さて、先祖株組合ですが、生まれた時代は江戸時代の天保期。
先祖株組合の生みの親である大原幽学は1835年に千葉県旭市に農民指導者として定住。
1835年といえば有名な天保の大飢饉(1833年から1839年諸説有)の最中です。
その中でも天保7年(1836年)は特に厳しい年のようでした。
仙台・伊達藩一門の家臣だった花井安列さんの日記では1833年から1847年までの14年にわたり毎日の天候記事が書かれてあり、そこから察すると天保7年は夏の気温偏差が-2.8℃と推定されていて厳しい冷害に見舞われたようです。
農民指導として35年に定住した翌年にこのような冷害に見舞われるとは・・・
環境が悪いと土づくり、施肥技術など栽培技術がなければかなり収量は落ちますし、その前の年天保5年は豊作年だったとも言われています。

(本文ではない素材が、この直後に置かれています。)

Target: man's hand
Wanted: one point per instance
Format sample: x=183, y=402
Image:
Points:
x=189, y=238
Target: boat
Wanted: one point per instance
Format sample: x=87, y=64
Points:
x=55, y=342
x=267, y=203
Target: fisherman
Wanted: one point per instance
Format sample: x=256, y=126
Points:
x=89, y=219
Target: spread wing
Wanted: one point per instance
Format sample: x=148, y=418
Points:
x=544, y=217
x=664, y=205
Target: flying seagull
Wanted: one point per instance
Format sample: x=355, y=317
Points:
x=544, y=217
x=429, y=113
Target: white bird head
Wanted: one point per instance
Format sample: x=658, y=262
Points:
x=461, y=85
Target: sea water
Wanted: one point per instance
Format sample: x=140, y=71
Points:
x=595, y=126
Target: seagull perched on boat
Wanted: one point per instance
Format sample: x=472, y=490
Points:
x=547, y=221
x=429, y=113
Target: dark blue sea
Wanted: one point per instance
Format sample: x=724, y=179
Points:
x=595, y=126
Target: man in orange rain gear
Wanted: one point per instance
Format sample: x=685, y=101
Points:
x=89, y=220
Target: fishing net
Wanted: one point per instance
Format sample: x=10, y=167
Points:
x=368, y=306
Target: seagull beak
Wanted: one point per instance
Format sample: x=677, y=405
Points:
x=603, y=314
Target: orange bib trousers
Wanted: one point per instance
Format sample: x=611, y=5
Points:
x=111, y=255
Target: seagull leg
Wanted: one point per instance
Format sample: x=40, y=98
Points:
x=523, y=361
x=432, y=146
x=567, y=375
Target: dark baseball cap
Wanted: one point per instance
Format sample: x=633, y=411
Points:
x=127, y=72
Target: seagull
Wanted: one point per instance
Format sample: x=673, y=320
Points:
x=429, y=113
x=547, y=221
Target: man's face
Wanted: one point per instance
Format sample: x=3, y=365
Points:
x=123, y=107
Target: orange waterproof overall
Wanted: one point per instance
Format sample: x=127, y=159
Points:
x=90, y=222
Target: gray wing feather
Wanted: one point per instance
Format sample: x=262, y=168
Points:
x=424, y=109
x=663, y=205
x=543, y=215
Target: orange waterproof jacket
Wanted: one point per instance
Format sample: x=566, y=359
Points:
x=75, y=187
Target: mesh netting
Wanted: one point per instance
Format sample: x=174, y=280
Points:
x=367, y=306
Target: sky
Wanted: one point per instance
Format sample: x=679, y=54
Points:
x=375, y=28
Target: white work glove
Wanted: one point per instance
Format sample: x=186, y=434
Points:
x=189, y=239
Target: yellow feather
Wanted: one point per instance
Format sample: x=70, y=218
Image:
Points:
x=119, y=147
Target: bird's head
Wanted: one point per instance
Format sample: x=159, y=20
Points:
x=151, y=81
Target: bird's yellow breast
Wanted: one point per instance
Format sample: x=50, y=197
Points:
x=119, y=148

そのような厳しい環境の中、大原幽学さんは天保9年(1838年)に先祖株組合を作っています。
このような活動をされているということは指導者として地域に受け入れられていたのでしょう、おそらく植物生理の知識などももっておられたのかなと思われます。
さて、この先祖株組合とは、村民が所有地(一人一石分の土地、およそ一石150kgとするとおよそ1反の土地と思われます)を提供し、その所有地からあがる収益を困窮者を助けたり、土地改良や農地開拓を行う種銭にするといういわば互助組織になります。
時代背景的にも飢饉などで農民が苦しい生活をしていたので皆で共有財産を作り積み立てて、不測の事態に備えていたのでしょう。